15. Il ressort des pièces du dossier, et en particulier des déclarations de Mme D... consignées dans le compte-rendu de son entretien personnel, que si l’intéressée a indiqué avoir été victime d’un mariage forcé dans son pays d’origine qu’elle aurait fui pour cette raison, elle n’a pas été en mesure de faire état d’éléments circonstanciés, notamment en ce qui concerne la date et la durée de ce mariage imposé, et qu’elle a tenu des propos particulièrement évasifs et parfois incohérents au cours de cet entretien. Les attestations et autres éléments produits en première instance par l’intéressée sont insuffisamment circonstanciés pour corroborer ses allégations relatives aux risques de persécution qu’elle prétend encourir en raison de son appartenance au groupe social des femmes qui entendent se soustraire à un mariage imposé dans son pays d’origine. Dans ces conditions, la demande de Mme D... a pu à bon droit être regardée comme étant manifestement dépourvue de toute crédibilité en ce qui concerne le risque de persécutions ou d’atteintes graves.
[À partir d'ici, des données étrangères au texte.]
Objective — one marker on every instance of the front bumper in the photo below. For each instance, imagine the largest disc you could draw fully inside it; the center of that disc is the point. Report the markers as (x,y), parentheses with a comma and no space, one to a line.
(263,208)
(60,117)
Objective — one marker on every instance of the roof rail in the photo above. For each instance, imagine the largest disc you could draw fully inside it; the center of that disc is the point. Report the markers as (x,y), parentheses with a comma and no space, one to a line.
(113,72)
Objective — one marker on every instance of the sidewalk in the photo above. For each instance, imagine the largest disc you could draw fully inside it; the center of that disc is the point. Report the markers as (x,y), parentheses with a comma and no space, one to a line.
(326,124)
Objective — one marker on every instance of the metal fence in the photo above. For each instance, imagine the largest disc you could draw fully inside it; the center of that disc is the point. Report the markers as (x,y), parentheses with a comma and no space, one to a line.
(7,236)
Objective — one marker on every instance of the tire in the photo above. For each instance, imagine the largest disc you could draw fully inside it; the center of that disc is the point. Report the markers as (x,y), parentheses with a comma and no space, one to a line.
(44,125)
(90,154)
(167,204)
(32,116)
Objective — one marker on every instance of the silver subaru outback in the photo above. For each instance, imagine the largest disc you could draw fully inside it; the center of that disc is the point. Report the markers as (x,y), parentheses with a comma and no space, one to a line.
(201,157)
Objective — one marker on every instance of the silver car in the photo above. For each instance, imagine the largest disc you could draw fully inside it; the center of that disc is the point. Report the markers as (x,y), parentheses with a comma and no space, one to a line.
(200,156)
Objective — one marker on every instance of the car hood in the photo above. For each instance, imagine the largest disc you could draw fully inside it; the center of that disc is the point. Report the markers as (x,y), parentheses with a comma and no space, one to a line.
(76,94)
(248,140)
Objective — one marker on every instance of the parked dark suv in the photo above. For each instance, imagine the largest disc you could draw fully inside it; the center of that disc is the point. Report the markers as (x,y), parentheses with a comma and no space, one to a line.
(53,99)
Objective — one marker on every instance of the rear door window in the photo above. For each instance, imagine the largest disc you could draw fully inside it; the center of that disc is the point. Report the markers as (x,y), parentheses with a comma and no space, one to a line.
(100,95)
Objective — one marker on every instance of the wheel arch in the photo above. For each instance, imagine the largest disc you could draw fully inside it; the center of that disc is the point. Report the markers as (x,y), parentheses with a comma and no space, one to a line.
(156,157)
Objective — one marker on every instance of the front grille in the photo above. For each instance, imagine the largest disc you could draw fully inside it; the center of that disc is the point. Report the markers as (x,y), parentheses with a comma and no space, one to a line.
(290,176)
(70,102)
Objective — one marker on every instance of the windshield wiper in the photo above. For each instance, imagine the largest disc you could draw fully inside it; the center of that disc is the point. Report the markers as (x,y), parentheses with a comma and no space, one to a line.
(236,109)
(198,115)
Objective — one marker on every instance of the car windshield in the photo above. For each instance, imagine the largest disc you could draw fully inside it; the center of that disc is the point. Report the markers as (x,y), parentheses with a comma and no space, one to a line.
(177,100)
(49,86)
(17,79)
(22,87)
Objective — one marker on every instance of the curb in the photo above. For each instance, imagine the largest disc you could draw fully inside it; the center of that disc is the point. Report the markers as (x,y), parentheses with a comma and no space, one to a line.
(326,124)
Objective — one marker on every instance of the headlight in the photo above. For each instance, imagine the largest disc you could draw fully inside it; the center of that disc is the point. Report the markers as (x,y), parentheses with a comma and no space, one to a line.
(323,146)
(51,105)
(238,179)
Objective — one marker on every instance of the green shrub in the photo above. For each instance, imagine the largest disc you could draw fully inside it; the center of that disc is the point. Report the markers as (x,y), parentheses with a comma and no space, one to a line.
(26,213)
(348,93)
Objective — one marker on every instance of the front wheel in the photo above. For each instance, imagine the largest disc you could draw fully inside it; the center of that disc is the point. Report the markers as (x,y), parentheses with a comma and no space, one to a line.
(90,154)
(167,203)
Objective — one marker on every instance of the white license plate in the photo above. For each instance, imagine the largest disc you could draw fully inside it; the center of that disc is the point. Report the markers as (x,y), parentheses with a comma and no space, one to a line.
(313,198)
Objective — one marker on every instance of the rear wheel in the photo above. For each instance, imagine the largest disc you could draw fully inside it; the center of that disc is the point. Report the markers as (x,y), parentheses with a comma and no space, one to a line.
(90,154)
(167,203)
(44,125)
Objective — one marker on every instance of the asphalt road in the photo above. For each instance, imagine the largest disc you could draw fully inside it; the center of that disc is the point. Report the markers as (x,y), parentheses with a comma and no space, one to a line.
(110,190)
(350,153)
Par suite, le ministre de l’intérieur n’a pas commis d’erreur d’appréciation en rejetant la demande présentée par Mme D... comme manifestement infondée en application des dispositions du 3° de l’article L. 352-1 du code de l’entrée et du séjour des étrangers et du droit d’asile.

16. En sixième et dernier lieu, aux termes de l’article 3 de la convention européenne de sauvegarde des droits de l’homme et des libertés fondamentales : « Nul ne peut être soumis à la torture ni à des peines ou traitements inhumains ou dégradants ». Aux termes de l’article 33 de la Convention de Genève de 1951 : « Aucun des Etats Contractants n’expulsera ou ne refoulera, de quelque manière que ce soit, un réfugié sur les frontières des territoires où sa vie ou sa liberté serait menacée en raison de sa race, de sa religion, de sa nationalité, de son appartenance à un certain groupe social ou de ses opinions politiques (…) ».

17. Mme D... n’établissant l’existence d’aucune menace actuelle et personnelle la concernant ainsi qu’il a été dit au point 15, elle n’est, en tout état de cause, pas fondée à soutenir que la décision contestée, en tant qu’elle ordonne son réacheminement vers le Sénégal, pays dont elle provenait lors de son arrivée en France, ou, le cas échéant, vers tout pays dans lequel elle serait légalement admissible, méconnaîtrait les stipulations citées au point précédent.

18. Il résulte de tout ce qui précède que le ministre de l’intérieur est fondé à soutenir que c’est à tort que, par le jugement attaqué, la magistrate désignée par la présidente du tribunal administratif de Marseille a annulé sa décision du 9 juin 2021. Par suite, il y a lieu d’annuler ce jugement, à l’exception de son article 1er admettant Mme D... au bénéfice de l’aide juridictionnelle à titre provisoire.







D É C I D E :


Article 1er : Le jugement de la magistrate désignée par la présidente du tribunal administratif de Marseille du 14 juin 2021 est annulé, à l’exception de son article 1er admettant Mme D... au bénéfice de l’aide juridictionnelle à titre provisoire.

Article 2 : La demande présentée par Mme D... devant le tribunal administratif de Marseille, à l’exception de ses conclusions à fin d’admission provisoire au bénéfice de l’aide juridictionnelle, est rejetée.

Article 3 : Le présent arrêt sera notifié à Mme E... D... et au ministre de l’intérieur et des outre-mer.


Délibéré après l’audience du 17 novembre 2022, à laquelle siégeaient :

- M. Portail, président,
- M. d’Izarn de Villefort, président assesseur,
- M. Mouret, premier conseiller.

Rendu public par mise à disposition au greffe le 1er décembre 2022.